Originally Posted by
JonP01
I am well aware of all the principals you mention, however my previous Mazda was the last revision of the "old" 1.5 litre engine in which the torque was improved down low and the torque curve considerably flattened out in comparison to the 1.5 litre models built prior to early 2006. My model was the shortest lived of all the Mazda 2 revisions - think it sold here for only 6 to 8 months at the most from early 2006 to late 2006. I remember looking at a torque graph for the last of the 82 kw engines that mine was equipped with and it was virtually flat from between 3400 and 4000. Maybe there was about 5nm difference across that part of the rev range but that was about it.
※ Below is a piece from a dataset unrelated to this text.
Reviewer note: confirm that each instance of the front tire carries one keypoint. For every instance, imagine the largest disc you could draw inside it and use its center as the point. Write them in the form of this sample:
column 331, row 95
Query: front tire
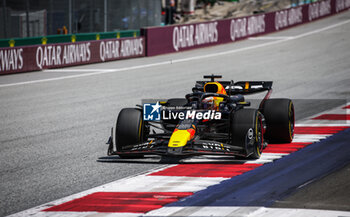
column 247, row 132
column 129, row 130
So my point is that at freeway speeds, the Mazda was infact delivering practically the best of its torque in 5th gear give or take literally a small handful of nm, and the Polo in 6th gear is doing the same. Even if I am generous and say the Mazda was only delivering 130nm of its maximum 142 nm torque at 110 kmh (and from memory it was more than that in 5th gear), then take 50 / 33 * 130 and you get 197 (the 50 is the kmh per 1000 in 6th - top gear - for the Polo, the 33 is the kmh per 1000 in 5th - top gear - for the Mazda). And yes, the Mazda was definitely less aerodynamic than the Polo, but I still get 197 versus 175. Maybe that 22 nm variation can purely come down to aerodynamics and drive train losses, however I think they can only account for part of the difference. So I think it is still likely that at least some of the 1.2 TSI engines are performing better in the real world than the figures put out by VW, because if I take the VW figure as an absolute, then the Polo in 6th gear would simply not be capable of outperforming the old Mazda in 5th gear when they were both at maximum torque. But the Polo in 6th gear infact outperforms the old Mazda in 5th when they are both running within the most advantageous part of their torque bands.